The next thing is subscribing the topic with the callback function. One way is using the ct.AddSub method of CoreTool in ay_trick:
Subscribe:
ct.AddSub('color_ratio', '/color_detect_node/color_ratio', std_msgs.msg.Float64, Callback, ct)
Unsubscribe:
ct.DelSub('color_ratio')
Another way is using the standard ROS method:
Subscribe:
sub= rospy.Subscriber('/color_detect_node/color_ratio', std_msgs.msg.Float64, Callback, ct)
Unsubscribe:
sub.unregister()
The example implementation is available as ay_skill/ex/fv_grip2.py:
#!/usr/bin/python
from core_tool import *
import std_msgs
def Help():
return '''Simple example of FingerVision-based robot control.
Usage: ex.fv_grip2
You need to run before executing this script:
rosrun fv_ros_example color_detect_node _cam_config:=config/fv_3_l.yaml '''
def Callback(msg, ct):
grange= ct.robot.GripperRange()
red_area= msg.data
g_trg= min(grange[1],max(grange[0],grange[1] - 5.0*red_area))
print red_area, g_trg
ct.robot.MoveGripper(g_trg,speed=100)
def Run(ct,*args):
arm= 0
#Subscribe the topic published by the FV plugin:
ct.AddSub('color_ratio', '/color_detect_node/color_ratio', std_msgs.msg.Float64, Callback, ct)

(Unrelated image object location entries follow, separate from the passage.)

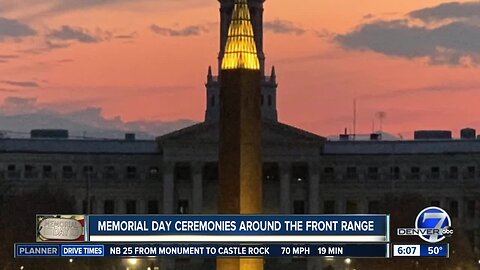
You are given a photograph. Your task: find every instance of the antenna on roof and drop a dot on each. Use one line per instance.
(381, 116)
(354, 118)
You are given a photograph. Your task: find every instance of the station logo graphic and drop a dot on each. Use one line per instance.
(433, 224)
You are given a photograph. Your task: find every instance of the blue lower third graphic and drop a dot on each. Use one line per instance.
(83, 250)
(37, 250)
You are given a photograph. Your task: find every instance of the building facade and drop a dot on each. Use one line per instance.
(303, 173)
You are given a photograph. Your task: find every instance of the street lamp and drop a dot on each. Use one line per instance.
(348, 261)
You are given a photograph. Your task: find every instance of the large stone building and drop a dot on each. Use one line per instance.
(303, 172)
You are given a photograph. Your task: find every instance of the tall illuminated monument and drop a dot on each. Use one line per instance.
(240, 157)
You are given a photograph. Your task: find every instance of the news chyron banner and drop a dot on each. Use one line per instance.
(351, 236)
(239, 228)
(209, 236)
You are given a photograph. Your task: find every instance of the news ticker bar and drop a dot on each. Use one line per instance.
(195, 250)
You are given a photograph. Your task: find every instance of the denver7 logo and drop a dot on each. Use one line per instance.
(434, 223)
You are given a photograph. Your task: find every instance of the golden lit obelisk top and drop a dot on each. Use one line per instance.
(240, 50)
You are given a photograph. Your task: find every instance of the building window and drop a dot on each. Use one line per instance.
(329, 207)
(182, 207)
(109, 207)
(374, 207)
(435, 173)
(182, 172)
(299, 173)
(29, 171)
(415, 173)
(329, 172)
(299, 207)
(373, 173)
(270, 172)
(395, 173)
(352, 207)
(471, 206)
(453, 172)
(471, 172)
(12, 171)
(109, 172)
(212, 101)
(152, 207)
(454, 209)
(131, 172)
(352, 173)
(67, 172)
(131, 207)
(88, 171)
(47, 171)
(153, 173)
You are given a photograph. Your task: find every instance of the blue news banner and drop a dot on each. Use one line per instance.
(200, 250)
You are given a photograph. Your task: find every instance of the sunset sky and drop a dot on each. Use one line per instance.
(146, 61)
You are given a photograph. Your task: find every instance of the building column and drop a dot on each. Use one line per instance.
(313, 188)
(461, 208)
(197, 187)
(285, 195)
(168, 187)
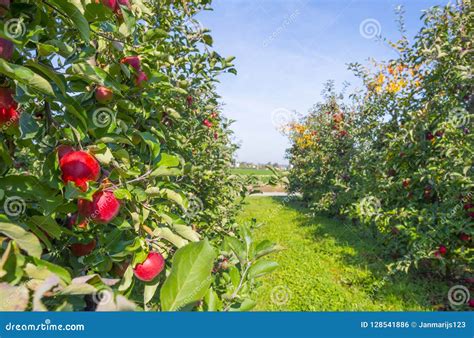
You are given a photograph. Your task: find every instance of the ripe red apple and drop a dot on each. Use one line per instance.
(72, 222)
(150, 267)
(141, 77)
(133, 61)
(207, 123)
(6, 98)
(6, 49)
(63, 150)
(120, 268)
(79, 167)
(80, 249)
(103, 208)
(103, 94)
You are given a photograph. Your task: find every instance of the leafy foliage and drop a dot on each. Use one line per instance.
(133, 86)
(398, 156)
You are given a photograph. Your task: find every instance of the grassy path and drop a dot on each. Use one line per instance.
(328, 266)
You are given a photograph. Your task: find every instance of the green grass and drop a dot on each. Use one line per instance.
(250, 171)
(330, 266)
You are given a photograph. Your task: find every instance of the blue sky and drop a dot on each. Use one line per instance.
(286, 50)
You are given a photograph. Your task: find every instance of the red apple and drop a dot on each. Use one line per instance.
(63, 150)
(133, 61)
(150, 267)
(120, 268)
(79, 167)
(103, 94)
(103, 208)
(6, 49)
(80, 249)
(6, 98)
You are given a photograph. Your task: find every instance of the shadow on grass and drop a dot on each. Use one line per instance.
(365, 252)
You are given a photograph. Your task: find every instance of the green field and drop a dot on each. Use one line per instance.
(250, 171)
(330, 266)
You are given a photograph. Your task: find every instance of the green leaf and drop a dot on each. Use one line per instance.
(25, 240)
(28, 126)
(149, 291)
(190, 276)
(261, 268)
(14, 298)
(49, 73)
(26, 76)
(74, 13)
(238, 248)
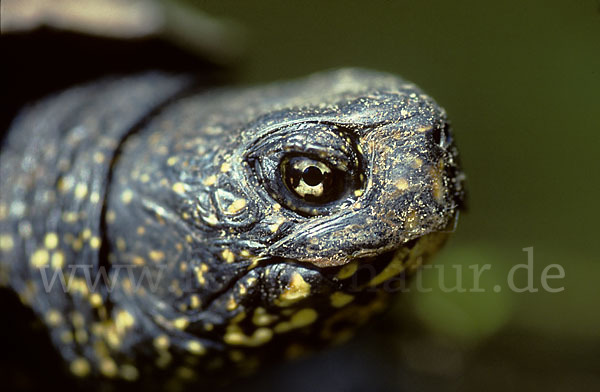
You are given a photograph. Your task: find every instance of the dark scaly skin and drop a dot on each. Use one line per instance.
(206, 261)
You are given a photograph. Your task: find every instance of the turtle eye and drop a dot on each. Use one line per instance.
(312, 180)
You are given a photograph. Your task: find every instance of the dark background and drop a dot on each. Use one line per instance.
(521, 83)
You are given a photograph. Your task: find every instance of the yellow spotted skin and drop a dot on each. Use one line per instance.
(151, 230)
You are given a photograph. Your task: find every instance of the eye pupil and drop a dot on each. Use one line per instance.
(312, 176)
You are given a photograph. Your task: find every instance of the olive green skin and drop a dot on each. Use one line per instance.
(170, 198)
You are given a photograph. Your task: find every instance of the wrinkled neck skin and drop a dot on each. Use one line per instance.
(196, 201)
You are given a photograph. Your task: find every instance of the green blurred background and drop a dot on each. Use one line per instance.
(521, 83)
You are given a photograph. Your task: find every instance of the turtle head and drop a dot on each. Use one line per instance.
(294, 205)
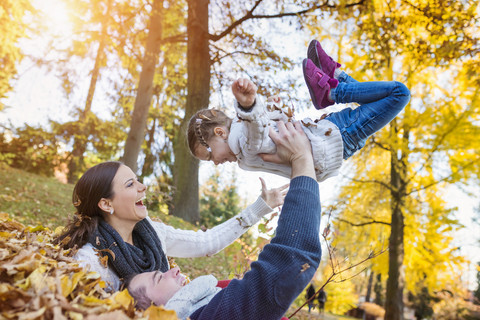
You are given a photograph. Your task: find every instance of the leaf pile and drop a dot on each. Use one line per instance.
(39, 280)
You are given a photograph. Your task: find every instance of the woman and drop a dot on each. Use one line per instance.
(117, 238)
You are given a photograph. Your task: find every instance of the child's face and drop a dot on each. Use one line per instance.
(160, 287)
(221, 151)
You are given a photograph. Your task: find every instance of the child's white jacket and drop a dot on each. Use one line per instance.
(249, 136)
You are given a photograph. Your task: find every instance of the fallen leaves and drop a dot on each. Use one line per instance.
(39, 280)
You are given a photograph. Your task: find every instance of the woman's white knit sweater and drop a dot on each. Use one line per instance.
(249, 136)
(184, 243)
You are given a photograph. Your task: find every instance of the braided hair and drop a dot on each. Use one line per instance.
(201, 126)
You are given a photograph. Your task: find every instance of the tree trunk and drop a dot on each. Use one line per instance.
(143, 100)
(80, 140)
(185, 168)
(396, 277)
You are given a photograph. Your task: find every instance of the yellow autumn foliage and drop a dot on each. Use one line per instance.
(39, 280)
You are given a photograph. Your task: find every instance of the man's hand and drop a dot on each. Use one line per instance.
(293, 148)
(273, 197)
(245, 91)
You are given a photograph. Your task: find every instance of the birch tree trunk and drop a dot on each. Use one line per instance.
(143, 100)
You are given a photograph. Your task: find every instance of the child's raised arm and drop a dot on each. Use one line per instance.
(245, 91)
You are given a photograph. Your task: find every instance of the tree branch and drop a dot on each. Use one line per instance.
(249, 15)
(364, 223)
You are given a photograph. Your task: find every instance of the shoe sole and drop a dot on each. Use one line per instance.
(312, 95)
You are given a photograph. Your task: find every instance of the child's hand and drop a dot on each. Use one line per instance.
(245, 92)
(273, 197)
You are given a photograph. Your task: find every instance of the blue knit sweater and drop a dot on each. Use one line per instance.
(284, 267)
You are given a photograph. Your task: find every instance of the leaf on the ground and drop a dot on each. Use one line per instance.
(38, 280)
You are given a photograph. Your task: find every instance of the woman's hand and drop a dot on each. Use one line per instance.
(273, 197)
(245, 92)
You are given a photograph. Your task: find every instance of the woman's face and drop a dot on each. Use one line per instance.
(128, 195)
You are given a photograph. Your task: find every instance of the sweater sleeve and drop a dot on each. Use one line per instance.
(284, 267)
(190, 244)
(88, 259)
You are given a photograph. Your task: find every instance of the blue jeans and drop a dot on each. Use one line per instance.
(380, 102)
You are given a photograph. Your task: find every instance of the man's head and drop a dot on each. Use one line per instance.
(155, 287)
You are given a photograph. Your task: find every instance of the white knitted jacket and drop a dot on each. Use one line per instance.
(249, 136)
(184, 243)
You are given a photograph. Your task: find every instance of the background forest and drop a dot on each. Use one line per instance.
(84, 81)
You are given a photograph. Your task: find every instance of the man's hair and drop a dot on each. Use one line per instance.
(138, 294)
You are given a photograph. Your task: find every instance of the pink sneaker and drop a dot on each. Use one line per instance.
(322, 60)
(318, 84)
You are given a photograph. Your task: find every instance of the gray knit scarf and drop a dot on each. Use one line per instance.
(146, 255)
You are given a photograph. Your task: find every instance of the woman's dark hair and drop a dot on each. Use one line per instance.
(95, 184)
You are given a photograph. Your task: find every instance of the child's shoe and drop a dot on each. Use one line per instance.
(322, 60)
(318, 84)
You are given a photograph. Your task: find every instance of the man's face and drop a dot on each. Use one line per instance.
(160, 287)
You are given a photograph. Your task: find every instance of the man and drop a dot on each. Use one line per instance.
(284, 267)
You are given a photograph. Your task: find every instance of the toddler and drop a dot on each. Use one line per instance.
(212, 136)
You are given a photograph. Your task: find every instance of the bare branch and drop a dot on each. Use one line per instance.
(364, 223)
(445, 179)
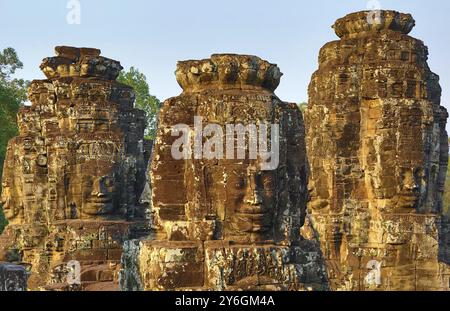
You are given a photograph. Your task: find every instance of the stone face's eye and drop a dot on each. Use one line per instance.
(108, 181)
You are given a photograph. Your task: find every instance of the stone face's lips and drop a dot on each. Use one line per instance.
(363, 22)
(228, 71)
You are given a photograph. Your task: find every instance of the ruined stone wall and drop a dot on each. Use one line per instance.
(13, 278)
(73, 177)
(225, 223)
(378, 153)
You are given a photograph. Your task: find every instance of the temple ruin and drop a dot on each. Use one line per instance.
(226, 223)
(378, 154)
(73, 177)
(238, 193)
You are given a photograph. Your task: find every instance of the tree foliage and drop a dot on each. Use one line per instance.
(144, 100)
(13, 94)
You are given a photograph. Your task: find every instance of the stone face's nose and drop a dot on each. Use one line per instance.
(373, 21)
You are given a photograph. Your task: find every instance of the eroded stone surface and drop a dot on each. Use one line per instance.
(13, 278)
(378, 153)
(73, 177)
(227, 224)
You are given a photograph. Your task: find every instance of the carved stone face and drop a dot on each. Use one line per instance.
(253, 207)
(93, 190)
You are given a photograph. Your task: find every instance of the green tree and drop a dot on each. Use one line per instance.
(302, 106)
(144, 100)
(13, 94)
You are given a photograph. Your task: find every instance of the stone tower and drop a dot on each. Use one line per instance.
(73, 176)
(378, 152)
(226, 221)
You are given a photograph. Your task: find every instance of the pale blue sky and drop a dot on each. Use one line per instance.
(154, 34)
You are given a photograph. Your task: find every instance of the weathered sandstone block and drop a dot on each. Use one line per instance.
(73, 177)
(13, 278)
(378, 153)
(226, 222)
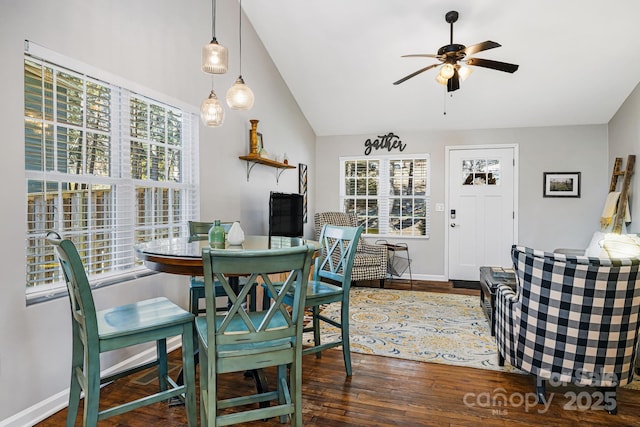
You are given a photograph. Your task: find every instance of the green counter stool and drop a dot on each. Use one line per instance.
(96, 332)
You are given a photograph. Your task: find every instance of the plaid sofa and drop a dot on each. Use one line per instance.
(370, 262)
(572, 319)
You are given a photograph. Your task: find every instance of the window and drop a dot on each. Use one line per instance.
(390, 195)
(105, 166)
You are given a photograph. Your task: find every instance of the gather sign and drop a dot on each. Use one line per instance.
(389, 142)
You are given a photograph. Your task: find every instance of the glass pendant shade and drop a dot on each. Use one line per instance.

#sub= rospy.Subscriber('/color_detect_node/color_ratio', std_msgs.msg.Float64, Callback, ct)
rate= rospy.Rate(20) #HZ
kbhit= TKBHit()
try:
while True:
if kbhit.IsActive():
key= kbhit.KBHit()
if key=='q':
break;
else:
break
rate.sleep()
finally:
kbhit.Deactivate()
ct.DelSub('color_ratio')
#sub.unregister()
Explanation:
- "rate= rospy.Rate(20)" is defined for the loop; it is not the control loop, but is the keyboard checking loop.
- "kbhit= TKBHit()" is an object to get the keyboard hit.
- This Script stops when q key is pressed.
To Run the Script:
> fv.fv_grip2
See RViz: the gripper of the Mikata Arm is moving according to the red color ratio.
Discussion: Controlling the Robot in Callback is a Good Way? †
In the above example, we wrote a control of the robot in the callback of the topic. It is executed when the message is received, i.e. the control cycle depends on (is synchronized with) the topic. Sometimes it is not desirable: we want to control a robot with a rate specific to it.
A better approach is that: in the callback, storing message into a shared variable (e.g. Attribute of CoreTool; use ct.SetAttr in callback), and making a control loop asynchronous to the topic where the shared variable is used (use ct.GetAttr for the attribute mechanism).